裁判員の選出や宝くじなど、私たちの生活には「無作為の抽出」、つまり「乱数」がおおいにかかわっています。
ただ、その抽選で選ばれた数字は本当にランダムなのでしょうか? 現代社会に欠かせない乱数生成ですが、今そのタスクを担っているのはコンピューターです。ただ、どんなに法則性を排除してランダムにやろうとしても、そこにはどうしても何らかのパターンが存在しています。
たとえば、猿がキーボードを叩いて適当に文字列を打ったとしても、その指の長さやキーボードのレイアウトがわかれば、ある程度の推測は成り立ちます。まして、そのシステムが改ざんされたりハッキングされたりすれば、その「ランダム性」は信頼できなくなってしまいます。

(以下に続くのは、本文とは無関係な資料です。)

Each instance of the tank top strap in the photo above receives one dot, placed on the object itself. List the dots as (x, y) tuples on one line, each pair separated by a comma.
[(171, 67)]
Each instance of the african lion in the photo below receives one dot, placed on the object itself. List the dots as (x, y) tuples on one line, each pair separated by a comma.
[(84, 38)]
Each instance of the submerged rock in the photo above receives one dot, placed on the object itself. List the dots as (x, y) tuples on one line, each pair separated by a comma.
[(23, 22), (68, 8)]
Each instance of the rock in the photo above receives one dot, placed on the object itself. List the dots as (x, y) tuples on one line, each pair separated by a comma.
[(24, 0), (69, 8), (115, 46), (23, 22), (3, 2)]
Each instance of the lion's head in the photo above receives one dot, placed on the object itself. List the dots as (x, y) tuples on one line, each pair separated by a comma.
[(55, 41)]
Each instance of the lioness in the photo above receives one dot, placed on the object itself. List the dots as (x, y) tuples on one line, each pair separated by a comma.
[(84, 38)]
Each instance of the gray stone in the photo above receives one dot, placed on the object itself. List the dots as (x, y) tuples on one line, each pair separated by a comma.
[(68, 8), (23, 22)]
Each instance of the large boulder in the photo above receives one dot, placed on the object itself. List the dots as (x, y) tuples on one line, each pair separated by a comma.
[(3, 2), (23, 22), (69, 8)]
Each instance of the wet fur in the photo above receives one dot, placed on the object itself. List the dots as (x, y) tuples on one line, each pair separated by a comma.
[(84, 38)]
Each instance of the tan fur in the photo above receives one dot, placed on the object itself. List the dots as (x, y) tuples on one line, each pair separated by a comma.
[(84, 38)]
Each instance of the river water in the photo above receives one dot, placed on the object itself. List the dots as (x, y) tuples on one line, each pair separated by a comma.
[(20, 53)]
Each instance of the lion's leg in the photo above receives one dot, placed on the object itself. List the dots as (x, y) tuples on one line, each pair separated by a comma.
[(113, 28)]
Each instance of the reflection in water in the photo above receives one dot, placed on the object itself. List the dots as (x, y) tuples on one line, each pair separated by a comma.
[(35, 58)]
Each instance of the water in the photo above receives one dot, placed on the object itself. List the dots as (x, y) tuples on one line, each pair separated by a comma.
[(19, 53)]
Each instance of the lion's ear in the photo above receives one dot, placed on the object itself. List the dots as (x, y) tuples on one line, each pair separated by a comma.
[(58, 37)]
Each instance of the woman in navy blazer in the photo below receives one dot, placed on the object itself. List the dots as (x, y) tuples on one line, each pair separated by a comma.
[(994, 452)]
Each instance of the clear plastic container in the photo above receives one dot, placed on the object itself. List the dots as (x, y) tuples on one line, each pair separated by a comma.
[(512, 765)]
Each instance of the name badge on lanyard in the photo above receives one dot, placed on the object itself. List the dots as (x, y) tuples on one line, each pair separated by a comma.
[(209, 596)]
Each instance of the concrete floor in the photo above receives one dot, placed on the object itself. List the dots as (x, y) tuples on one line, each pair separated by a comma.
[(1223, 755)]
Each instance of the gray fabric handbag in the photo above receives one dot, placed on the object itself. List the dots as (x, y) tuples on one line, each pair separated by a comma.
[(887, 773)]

そんななか、米コロラド大学の物理学者、Gautam Kavuri氏らの研究チームが”Colorado University Randomness Beacon(CURBy)”と呼ばれるプロトコルに基づく乱数生成器を開発しました。
量子もつれが生み出す「真の乱数」
米国国立標準技術研究所(NIST)が発表したその内容は、「もつれた光の粒子」をもとにした新しい乱数生成プロトコルで、高度な不正防止機能を備えたものだと2026年6月11日付けのNature誌に論文を掲載しています。
この乱数生成器では、一対のもつれた光の粒子(光子)を生成し、それを110メートル離れた2つの場所で同時に測定します。そのプロセスはハッシュチェーンと呼ばれる一連のデータ上に公開記録されることになり、プロセスを改ざんする動きがあっても検出でき、真にランダムなものにすることができるのだそう。
Kavuri氏らは40日間でこのプロセスを7,454回実行し、そのうち7,434回が成功したと発表。各回での非ランダム率は18京分の1未満でした。さらにこのネットワークへの参加機関が増えれば、信頼性はさらに向上することになります。
こうした量子レベルでもつれた粒子を利用した不正防止機能の誕生は、今後選挙や証券、暗号といったあらゆる分野への応用が期待されています。
「ランダム」という言葉の信頼性と重みがグッと高まることになるでしょう。